Home > Software engineering >  How to load images from memory to numpy using file system
How to load images from memory to numpy using file system

Time:02-14

I want to store my image directory in memory, then load the images into a numpy array.

The normative way to load images that are not in memory is as follows:

import PIL.Image
import numpy as np

image = PIL.Image.open("./image_dir/my_image_1.jpg")
image = np.array(image)

However, I am not sure how to do this when the images are in memory. So far, I have been able to setup the following starter code:

import fs
import fs.memoryfs
import fs.osfs

image_dir = "./image_dir"

mem_fs = fs.memoryfs.MemoryFS()
drv_fs = fs.osfs.OSFS(image_path)

fs.copy.copy_fs(drv_fs, mem_fs)

print(mem_fs.listdir('.'))

Returns:

['my_image_1.jpg', 'my_image_2.jpg']

How do I load images that are in memory into numpy?

I am also open to alternatives to the fs package.

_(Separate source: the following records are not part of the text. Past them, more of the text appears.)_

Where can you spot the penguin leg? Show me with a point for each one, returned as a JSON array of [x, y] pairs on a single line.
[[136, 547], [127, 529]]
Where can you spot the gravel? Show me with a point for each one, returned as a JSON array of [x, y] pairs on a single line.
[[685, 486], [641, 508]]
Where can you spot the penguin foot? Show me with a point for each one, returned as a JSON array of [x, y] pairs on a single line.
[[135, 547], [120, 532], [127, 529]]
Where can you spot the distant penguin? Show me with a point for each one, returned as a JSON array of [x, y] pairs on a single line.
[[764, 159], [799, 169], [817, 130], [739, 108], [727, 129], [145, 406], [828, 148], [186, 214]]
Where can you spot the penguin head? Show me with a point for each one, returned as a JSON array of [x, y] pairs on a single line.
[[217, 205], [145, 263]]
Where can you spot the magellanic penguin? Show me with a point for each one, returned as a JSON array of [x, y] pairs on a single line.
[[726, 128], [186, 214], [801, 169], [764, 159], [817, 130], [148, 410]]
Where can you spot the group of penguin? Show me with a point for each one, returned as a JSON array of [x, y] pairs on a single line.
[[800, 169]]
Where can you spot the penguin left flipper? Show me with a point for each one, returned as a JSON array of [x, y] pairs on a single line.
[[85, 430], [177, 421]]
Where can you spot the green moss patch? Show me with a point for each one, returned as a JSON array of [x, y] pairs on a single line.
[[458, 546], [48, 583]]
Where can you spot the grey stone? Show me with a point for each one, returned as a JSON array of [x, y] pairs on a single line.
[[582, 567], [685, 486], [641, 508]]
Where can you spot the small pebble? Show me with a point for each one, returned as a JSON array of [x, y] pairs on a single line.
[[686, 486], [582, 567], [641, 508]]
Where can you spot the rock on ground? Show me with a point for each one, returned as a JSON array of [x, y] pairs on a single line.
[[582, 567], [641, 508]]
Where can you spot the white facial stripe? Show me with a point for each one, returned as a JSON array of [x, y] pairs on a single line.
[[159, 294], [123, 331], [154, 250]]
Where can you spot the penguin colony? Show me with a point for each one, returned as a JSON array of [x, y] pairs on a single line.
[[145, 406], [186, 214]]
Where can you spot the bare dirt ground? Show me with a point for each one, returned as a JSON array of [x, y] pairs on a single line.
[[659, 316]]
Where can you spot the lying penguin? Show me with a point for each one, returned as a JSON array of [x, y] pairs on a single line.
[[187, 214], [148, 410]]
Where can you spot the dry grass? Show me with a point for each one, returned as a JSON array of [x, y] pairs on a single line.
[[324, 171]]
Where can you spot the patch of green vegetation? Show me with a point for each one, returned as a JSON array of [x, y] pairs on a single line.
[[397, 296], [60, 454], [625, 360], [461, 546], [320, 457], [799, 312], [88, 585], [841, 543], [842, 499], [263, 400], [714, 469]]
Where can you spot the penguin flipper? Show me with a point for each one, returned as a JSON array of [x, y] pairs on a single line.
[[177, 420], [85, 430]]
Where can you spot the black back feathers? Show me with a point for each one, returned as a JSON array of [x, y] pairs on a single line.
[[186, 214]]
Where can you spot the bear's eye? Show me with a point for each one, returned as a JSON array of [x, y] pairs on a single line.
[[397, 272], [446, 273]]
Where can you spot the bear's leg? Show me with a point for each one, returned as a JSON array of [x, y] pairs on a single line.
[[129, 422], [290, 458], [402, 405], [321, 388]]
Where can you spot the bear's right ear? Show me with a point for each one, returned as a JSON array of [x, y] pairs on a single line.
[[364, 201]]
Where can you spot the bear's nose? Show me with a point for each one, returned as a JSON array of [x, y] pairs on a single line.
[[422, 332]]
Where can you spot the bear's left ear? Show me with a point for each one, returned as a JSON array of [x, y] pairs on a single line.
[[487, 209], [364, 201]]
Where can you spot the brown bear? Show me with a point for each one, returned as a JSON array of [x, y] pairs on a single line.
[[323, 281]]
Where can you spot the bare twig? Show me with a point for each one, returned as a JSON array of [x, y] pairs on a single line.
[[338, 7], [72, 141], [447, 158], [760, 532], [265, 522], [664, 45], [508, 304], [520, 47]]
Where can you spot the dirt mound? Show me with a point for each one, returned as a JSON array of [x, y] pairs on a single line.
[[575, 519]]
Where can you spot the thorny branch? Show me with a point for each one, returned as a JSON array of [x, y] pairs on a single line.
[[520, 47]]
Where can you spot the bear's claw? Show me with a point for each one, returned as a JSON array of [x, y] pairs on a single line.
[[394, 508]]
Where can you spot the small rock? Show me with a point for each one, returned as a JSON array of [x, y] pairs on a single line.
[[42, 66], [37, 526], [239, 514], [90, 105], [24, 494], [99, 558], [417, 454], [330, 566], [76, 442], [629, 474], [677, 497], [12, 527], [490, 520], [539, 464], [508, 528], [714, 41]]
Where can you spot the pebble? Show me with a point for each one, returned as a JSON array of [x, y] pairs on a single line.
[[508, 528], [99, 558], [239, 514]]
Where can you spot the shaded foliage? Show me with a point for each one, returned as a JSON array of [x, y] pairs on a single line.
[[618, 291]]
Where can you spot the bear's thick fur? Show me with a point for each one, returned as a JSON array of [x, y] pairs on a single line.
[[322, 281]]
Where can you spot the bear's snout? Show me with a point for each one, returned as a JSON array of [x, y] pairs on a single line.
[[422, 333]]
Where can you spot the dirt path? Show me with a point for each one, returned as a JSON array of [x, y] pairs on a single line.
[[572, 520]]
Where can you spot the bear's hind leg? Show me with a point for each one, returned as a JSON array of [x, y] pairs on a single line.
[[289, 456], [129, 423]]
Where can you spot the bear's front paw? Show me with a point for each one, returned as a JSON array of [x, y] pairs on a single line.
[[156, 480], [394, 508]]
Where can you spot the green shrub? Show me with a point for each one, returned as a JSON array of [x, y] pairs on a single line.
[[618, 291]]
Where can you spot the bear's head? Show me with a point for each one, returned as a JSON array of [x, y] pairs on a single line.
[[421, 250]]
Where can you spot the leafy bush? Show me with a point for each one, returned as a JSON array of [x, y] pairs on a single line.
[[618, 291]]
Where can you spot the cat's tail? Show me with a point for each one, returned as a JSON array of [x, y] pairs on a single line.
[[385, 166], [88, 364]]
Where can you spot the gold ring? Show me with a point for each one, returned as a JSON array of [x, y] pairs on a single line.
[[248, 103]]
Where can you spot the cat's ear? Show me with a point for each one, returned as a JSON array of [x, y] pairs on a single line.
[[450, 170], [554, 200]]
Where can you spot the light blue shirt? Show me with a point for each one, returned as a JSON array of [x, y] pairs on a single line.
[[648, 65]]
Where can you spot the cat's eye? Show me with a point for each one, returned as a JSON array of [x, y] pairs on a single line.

CodePudding user response:

As per the documentation, Pillow's Image.open accepts a file object instead of a file name, so as long as your in-memory file package provides Python file objects (which it most likely does), you can just use them. If it doesn't, you could even just wrap them in a class that provides the required methods. Assuming you are using PyFilesystem, according to its documentation you should be fine.

So, you want something like:

import numpy as np
import PIL.Image
import fs.memoryfs
import fs.osfs
import fs.copy

mem_fs = fs.memoryfs.MemoryFS()
drv_fs = fs.osfs.OSFS("./image_dir")

fs.copy.copy_file(drv_fs, './my_image_1.jpg', mem_fs, 'test.jpg')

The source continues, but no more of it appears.